Le Talmud est la source première de ce principe. Le Talmud Babli, traité Kritout (21b), cite l'exemple du sang de poisson : bien que non interdit en soi, le boire est défendu à cause du Marit Ayin, sauf si des écailles sont visibles, attestant son origine. Le Choulhane Aroukh (siman 243) l'applique à la location d'un bain public à un non-Juif, prohibée car l'établissement porte le nom du propriétaire juif et y ferait travailler le non-Juif le Chabbat.

Le Rema et la cuisine : viande et lait d'amandes

Le Rema précise que lors de la cuisson de viande bovine avec du lait d'amandes, il convient de placer des amandes bien visibles à côté du plat, précisément en raison du Marit Ayin, afin qu'aucun observateur ne croie à une violation de l'interdit de la viande dans le lait (Basar be'Halav). Le Rema se montre plus souple pour la viande de volaille avec du lait, qui n'est qu'un interdit rabbinique.

Interdit même en privé

Une règle remarquable, transmise par Rav Yehouda au nom de Rav, précise : « Tout ce que les Sages ont interdit en raison du Marit Ayin est interdit même dans les pièces les plus intimes. » L'interdit ne dépend donc pas de la présence d'un témoin ; il s'applique en toute circonstance. Cette position est celle du Rif, bien que Rabbeinou Nissim Gaon ait défendu une opinion contraire, limitant l'interdit à la sphère publique.

Débat entre les Rishonim

Le Rachba défend le Rif et nuance la controverse : dans certains cas, l'acte accompli en privé n'éveille aucun soupçon par nature, comme le sacrificateur qui fait couler le sang de l'animal dans une fosse dans sa propre cour, ce qui ne peut être confondu avec un culte idolâtre. La distinction entre espace public et privé repose alors non pas sur la permission d'agir de manière suspecte en secret, mais sur l'absence réelle de suspicion dans ce contexte précis.

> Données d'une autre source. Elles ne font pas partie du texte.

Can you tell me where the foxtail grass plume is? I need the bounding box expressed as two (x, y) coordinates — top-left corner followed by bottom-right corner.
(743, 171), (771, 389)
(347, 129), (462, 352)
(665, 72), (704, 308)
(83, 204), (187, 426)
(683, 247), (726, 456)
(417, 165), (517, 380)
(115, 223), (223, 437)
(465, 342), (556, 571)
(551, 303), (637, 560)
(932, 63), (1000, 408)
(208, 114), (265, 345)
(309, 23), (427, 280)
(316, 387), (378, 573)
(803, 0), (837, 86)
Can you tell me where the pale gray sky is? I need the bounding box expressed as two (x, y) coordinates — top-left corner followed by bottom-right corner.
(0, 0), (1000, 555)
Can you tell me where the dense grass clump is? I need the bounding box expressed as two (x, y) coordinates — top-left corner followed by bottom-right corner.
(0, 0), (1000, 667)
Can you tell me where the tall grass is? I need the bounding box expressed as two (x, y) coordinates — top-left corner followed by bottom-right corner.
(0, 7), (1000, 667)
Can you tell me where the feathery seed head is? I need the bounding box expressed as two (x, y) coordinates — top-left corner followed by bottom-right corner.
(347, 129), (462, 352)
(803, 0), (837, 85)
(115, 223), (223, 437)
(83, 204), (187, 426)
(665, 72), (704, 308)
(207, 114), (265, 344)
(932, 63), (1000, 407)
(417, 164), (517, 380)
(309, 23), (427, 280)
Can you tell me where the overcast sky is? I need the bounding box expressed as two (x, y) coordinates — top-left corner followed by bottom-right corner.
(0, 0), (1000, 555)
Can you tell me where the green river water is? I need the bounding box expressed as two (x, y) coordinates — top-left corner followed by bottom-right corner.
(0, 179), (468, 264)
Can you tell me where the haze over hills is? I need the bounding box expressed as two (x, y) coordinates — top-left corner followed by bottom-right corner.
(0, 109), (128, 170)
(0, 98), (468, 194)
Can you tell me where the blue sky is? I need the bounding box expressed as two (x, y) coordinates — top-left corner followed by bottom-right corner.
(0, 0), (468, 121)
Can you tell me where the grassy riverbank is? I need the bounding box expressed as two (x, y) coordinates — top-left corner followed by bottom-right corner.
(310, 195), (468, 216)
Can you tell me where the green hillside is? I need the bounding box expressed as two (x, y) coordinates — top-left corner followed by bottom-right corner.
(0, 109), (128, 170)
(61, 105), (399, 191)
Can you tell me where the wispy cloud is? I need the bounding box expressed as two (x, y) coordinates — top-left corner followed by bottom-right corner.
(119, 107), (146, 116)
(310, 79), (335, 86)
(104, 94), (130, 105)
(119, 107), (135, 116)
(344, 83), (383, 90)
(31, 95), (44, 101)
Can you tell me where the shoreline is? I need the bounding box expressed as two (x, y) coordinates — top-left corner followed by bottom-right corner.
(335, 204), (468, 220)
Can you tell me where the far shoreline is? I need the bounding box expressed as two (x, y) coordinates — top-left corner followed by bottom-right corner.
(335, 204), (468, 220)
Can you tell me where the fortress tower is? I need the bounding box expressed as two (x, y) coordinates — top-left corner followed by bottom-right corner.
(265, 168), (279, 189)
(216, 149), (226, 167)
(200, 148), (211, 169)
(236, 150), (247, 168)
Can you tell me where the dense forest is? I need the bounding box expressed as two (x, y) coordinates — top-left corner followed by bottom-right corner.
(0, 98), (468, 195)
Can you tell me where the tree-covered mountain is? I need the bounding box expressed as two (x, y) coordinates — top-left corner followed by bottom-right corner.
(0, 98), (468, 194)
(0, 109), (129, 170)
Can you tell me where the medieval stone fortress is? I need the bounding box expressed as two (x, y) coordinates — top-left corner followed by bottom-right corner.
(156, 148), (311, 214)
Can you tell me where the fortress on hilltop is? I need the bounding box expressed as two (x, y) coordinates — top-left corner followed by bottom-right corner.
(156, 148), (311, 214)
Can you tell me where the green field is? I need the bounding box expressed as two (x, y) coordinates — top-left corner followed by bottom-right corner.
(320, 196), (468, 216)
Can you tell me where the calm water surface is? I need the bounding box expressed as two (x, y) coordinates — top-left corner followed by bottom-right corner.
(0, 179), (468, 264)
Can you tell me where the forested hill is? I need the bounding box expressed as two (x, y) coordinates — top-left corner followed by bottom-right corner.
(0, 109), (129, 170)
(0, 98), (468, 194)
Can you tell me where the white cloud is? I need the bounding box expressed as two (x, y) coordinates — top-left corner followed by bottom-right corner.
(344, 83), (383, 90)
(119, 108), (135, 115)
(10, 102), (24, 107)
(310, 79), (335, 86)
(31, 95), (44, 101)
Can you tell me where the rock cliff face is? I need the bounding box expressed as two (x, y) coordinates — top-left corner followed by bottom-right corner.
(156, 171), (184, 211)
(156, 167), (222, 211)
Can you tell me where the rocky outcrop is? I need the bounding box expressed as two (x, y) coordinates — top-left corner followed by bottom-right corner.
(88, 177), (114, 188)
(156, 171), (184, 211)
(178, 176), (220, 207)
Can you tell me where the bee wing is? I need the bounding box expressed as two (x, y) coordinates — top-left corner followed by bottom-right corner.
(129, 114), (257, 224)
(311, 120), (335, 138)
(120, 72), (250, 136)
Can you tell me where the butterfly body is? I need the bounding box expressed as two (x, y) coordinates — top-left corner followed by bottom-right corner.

Portée pratique du Marit Ayin

Ce principe de la Halakha s'applique à de nombreux domaines : l'idolâtrie, le mariage, la ché'hita (abattage rituel), les aliments interdits, les mitsvot liées à la terre d'Israël et l'usage des fonds publics. Il témoigne de l'importance accordée par la Torah à la probité aux yeux de la communauté, au-delà de la stricte légalité des actes.